Si les sols rendent un ensemble de services écosystémiques (cf. infographie ci‑dessus), la loi Climat et Résilience se focalise sur 4 d’entre eux pour déterminer leur caractère altéré, ou non.
- Le potentiel agronomique : alors que les terres arables ne représentent qu’environ 3 % de la surface du globe, la réduction de la surface de terre cultivable se traduit par une perte de potentiel de production alimentaire.
- Les fonctions biologiques : les sols abritent près de 25 % de la biodiversité connue pour laquelle ils constituent un réservoir. En faisant disparaître ou simplement en fragilisant l’habitat d‘espèces animale ou végétale, l’artificialisation des sols contribue à l’accélération de la perte de biodiversité.

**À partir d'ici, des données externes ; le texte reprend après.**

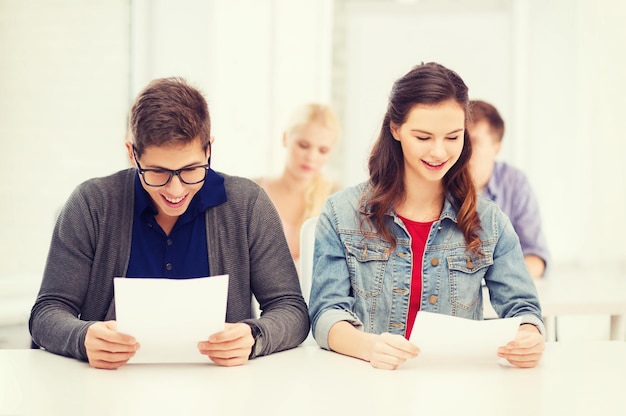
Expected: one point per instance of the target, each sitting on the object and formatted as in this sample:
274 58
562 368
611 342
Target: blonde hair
321 187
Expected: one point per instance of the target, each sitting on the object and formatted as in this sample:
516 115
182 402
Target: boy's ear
394 131
129 149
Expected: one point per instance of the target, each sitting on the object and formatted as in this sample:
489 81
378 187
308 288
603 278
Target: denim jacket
357 278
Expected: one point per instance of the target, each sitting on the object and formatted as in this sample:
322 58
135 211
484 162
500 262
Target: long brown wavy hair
428 84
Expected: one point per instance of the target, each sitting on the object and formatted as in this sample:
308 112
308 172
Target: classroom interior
554 69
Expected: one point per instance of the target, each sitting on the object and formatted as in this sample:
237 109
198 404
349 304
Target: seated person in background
170 216
506 185
417 236
301 190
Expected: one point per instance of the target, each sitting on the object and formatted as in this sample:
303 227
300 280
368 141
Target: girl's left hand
526 349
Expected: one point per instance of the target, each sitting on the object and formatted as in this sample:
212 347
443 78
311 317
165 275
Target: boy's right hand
107 348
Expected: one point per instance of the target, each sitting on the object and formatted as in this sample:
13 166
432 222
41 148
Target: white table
580 290
572 379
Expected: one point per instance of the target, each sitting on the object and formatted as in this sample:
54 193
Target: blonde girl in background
301 190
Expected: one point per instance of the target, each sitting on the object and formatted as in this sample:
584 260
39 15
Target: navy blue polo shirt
182 254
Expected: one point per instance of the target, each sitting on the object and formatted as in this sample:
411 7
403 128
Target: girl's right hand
391 350
107 348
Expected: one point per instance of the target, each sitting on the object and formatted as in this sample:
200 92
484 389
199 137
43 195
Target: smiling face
172 199
308 150
431 140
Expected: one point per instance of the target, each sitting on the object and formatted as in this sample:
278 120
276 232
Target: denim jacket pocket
367 260
466 275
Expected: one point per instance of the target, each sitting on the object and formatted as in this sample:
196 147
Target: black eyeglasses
161 177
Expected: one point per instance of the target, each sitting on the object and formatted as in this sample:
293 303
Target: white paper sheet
448 338
168 317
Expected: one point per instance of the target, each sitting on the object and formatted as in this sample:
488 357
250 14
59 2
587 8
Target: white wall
63 98
551 67
71 67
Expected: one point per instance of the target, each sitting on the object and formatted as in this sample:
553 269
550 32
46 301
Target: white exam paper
448 338
168 317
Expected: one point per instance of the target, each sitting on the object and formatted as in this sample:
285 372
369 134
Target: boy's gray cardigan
91 245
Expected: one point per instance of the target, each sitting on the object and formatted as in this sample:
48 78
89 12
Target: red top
419 232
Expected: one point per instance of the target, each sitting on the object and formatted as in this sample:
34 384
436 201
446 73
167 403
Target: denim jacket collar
448 210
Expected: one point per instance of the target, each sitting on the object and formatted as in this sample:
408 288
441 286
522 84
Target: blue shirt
182 254
509 188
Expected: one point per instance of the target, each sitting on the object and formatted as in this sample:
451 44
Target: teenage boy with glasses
170 216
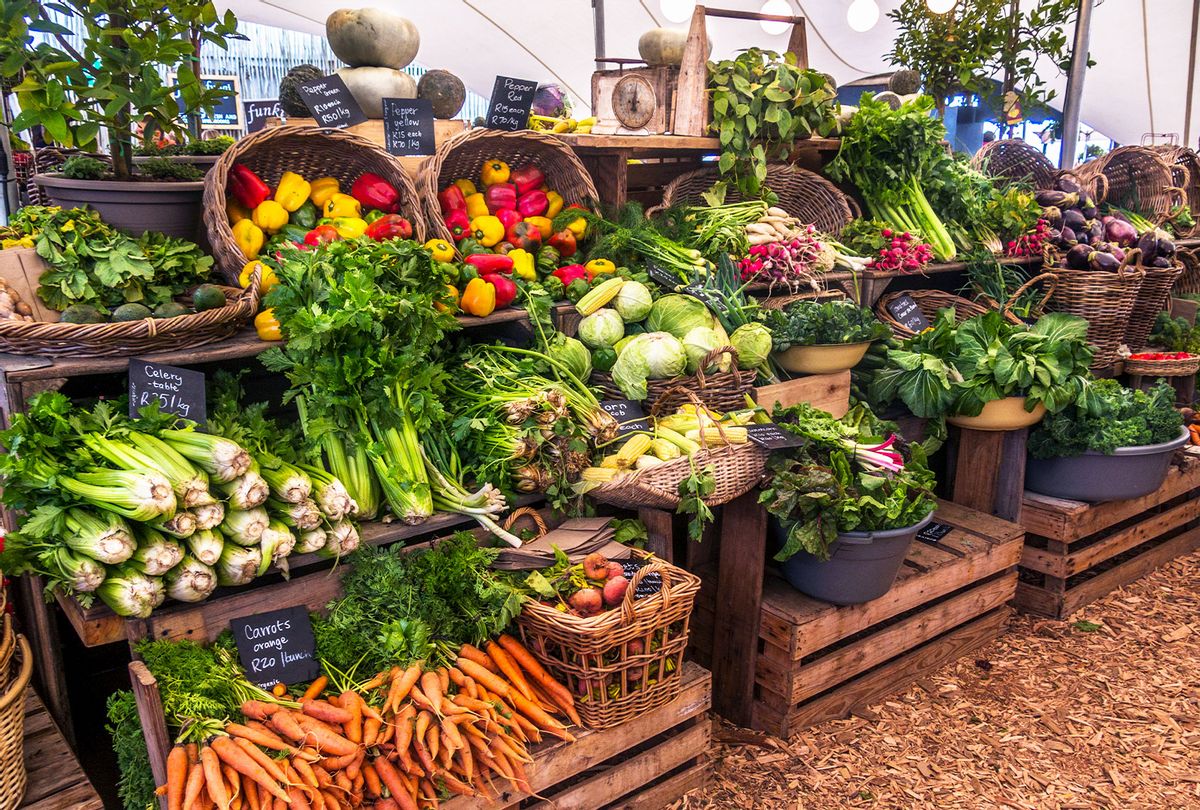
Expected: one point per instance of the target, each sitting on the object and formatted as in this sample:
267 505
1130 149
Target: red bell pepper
525 235
564 243
505 289
390 226
247 187
373 191
501 196
322 234
451 199
527 178
533 203
457 223
490 263
569 273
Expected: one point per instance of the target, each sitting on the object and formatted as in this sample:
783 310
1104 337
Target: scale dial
634 101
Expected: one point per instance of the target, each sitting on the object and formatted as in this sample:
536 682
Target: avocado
82 313
208 297
131 312
171 310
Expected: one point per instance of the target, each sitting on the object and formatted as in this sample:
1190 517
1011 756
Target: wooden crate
1077 552
819 661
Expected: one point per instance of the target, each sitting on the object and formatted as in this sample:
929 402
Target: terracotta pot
132 205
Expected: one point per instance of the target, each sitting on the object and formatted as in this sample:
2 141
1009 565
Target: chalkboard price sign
276 647
408 126
511 102
773 437
907 313
177 390
330 102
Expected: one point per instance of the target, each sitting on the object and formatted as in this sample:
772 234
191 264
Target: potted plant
822 339
988 373
846 505
111 81
1115 445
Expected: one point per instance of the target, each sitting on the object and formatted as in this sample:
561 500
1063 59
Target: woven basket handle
627 604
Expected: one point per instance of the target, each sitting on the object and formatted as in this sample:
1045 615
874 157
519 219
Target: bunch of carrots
396 742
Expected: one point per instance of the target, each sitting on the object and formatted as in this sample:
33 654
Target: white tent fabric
1137 87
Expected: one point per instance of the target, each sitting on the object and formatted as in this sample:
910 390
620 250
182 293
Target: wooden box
819 661
1077 552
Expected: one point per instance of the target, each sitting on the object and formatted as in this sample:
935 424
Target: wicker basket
627 647
463 155
312 153
132 337
721 390
807 196
12 726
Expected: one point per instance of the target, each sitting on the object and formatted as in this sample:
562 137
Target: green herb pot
862 565
1007 414
1095 477
823 359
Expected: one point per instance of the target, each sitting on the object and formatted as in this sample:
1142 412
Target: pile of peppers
310 213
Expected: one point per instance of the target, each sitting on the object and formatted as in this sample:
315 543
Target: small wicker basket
311 153
463 155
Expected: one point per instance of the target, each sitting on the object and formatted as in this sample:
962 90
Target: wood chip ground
1102 711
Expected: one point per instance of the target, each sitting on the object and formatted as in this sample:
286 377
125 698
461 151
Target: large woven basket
12 726
311 153
465 155
624 661
720 390
807 196
132 337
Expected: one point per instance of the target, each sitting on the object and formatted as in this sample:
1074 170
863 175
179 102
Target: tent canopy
1138 85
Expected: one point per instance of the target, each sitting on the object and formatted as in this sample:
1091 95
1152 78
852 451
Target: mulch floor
1102 711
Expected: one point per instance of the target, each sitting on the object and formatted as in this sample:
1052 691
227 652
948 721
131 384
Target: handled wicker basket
624 661
463 155
131 337
311 153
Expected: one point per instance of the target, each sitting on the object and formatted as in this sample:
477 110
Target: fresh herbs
1122 418
809 323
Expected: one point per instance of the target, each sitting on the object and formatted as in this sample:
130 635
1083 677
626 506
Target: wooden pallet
1077 552
819 661
57 781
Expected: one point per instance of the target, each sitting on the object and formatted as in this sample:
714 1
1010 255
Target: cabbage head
653 355
601 328
754 345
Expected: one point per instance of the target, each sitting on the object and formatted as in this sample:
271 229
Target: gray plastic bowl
1092 478
862 565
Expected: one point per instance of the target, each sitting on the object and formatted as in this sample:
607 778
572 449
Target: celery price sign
276 647
177 390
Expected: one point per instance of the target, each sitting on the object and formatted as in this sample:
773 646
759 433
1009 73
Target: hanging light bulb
780 9
677 11
863 15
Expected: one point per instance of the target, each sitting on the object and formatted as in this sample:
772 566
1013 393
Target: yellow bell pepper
495 172
268 327
441 249
322 189
293 191
477 205
250 238
267 277
523 264
270 216
600 268
342 205
478 298
487 231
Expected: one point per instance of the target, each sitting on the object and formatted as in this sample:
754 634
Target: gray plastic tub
1092 478
862 565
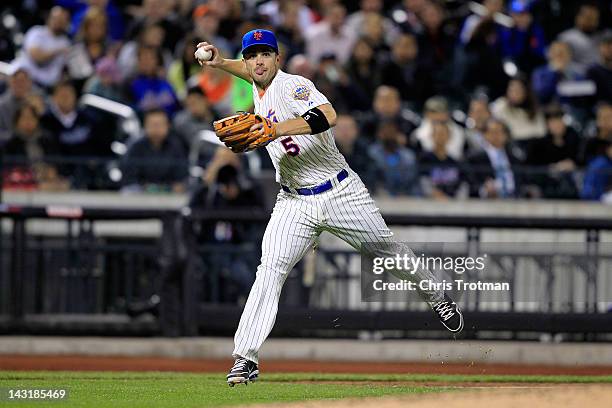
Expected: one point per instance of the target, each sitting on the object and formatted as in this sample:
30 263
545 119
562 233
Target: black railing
71 278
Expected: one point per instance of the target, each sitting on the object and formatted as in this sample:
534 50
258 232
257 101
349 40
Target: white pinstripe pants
347 211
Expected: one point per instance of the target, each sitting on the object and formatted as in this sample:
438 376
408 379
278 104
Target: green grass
170 390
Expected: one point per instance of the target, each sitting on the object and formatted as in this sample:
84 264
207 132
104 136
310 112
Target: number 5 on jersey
290 146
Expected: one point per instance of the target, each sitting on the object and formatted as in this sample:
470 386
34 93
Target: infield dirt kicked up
515 389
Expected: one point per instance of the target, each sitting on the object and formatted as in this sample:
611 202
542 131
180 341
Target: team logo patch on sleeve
301 93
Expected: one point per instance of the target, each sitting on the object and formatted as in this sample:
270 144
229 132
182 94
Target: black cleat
242 372
449 314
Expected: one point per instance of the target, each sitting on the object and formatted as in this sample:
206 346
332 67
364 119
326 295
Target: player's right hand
216 59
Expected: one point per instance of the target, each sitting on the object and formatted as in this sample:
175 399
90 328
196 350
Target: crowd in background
439 99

- Les fonctions hydriques : le sol est un maillon essentiel du cycle de l’eau qu’il absorbe puis filtre. Un sol imperméabilisé n’absorbe plus l’eau de pluie et au contraire amplifie les phénomènes de ruissellement.
- Les fonctions climatiques : les sols stockent, sous forme organique, 2 fois plus de carbone que l’atmosphère. Plus un sol est artificialisé, moins il est en mesure d’absorber de CO2. Par ailleurs, un sol artificialisé contribue à la constitution d’îlots de chaleur.
De façon plus concrète, si la loi rapproche le concept de sols artificialisés de celui de sols imperméabilisés, leur destination et le caractère temporaire, ou non, de leur artificialisation entrent également en compte. Ainsi, si les espaces verts urbains ne sont pas intégrés aux surfaces artificialisées, ceux attenants à des résidences, des bureaux et des infrastructures le sont. Du fait de sa destination, un golf ou une pelouse de sport seront considérés comme artificialisés. À l’inverse, les carrières, qui, en France, doivent être remises en état au terme de leur exploitation, restent considérées comme des surfaces non artificialisées. En l’absence de consensus sur la nomenclature actuelle, qui doit servir de base au suivi de l’objectif de ZAN, il est probable qu’elle fasse l’objet d’une révision.
Les leviers pour atteindre la ZAN
Les leviers pour atteindre l’objectif de zéro artificialisation nette reposent sur deux principaux axes d’évitement et un axe de compensation destiné à ne pas brider les besoins d’aménagement du territoire ni leur développement économique :
- Le recyclage urbain. Tout comme le recyclage des matériaux permet d’économiser les ressources naturelles, le recyclage urbain permet d’économiser le foncier. Il prend essentiellement 2 formes, la réoccupation des logements vacants, estimés à un peu plus de 8 % par l’INSEE en 2022 (hors résidences secondaires et logements occasionnels dont le stock est estimé à 10 % du parc de logements), et le recyclage des friches industrielles. La réaffectation de bureaux vacants à usage d’habitation rentre dans cette même logique.
- La densification urbaine. La densification, qu’elle soit horizontale (élévation du bâti) ou verticale (division parcellaire), participe également à l’objectif de réduction de l’étalement urbain. Afin que celle‑ci soit acceptable et ne participe pas à une dégradation de la qualité de vie, elle doit se doubler d’une démarche qualitative parallèle.
- La compensation. L’objectif de ZAN permet que sur une période donnée, les surfaces artificialisées à l’échelle d’un territoire de planification soient compensées par des surfaces équivalentes rendues à la nature. Cette renaturation se définit comme une action « de restauration ou d’amélioration de la fonctionnalité d’un sol, ayant pour effet de transformer un sol artificialisé en un sol non artificialisé ».
Des premiers signaux encourageants
Si la démarche du ZAN ne pourra s’appliquer complétement qu’après la révision des documents locaux d’urbanisme, dont une loi datant de juillet 2023 vient de repousser l’échéance à novembre 2024 pour les régions, février 2027 pour les territoires et février 2028 pour les communes, les chiffres les plus récents (jusqu’au 01/01/2022) mettent en évidence une inflexion du rythme de consommation d’ENAF pour un même niveau de construction.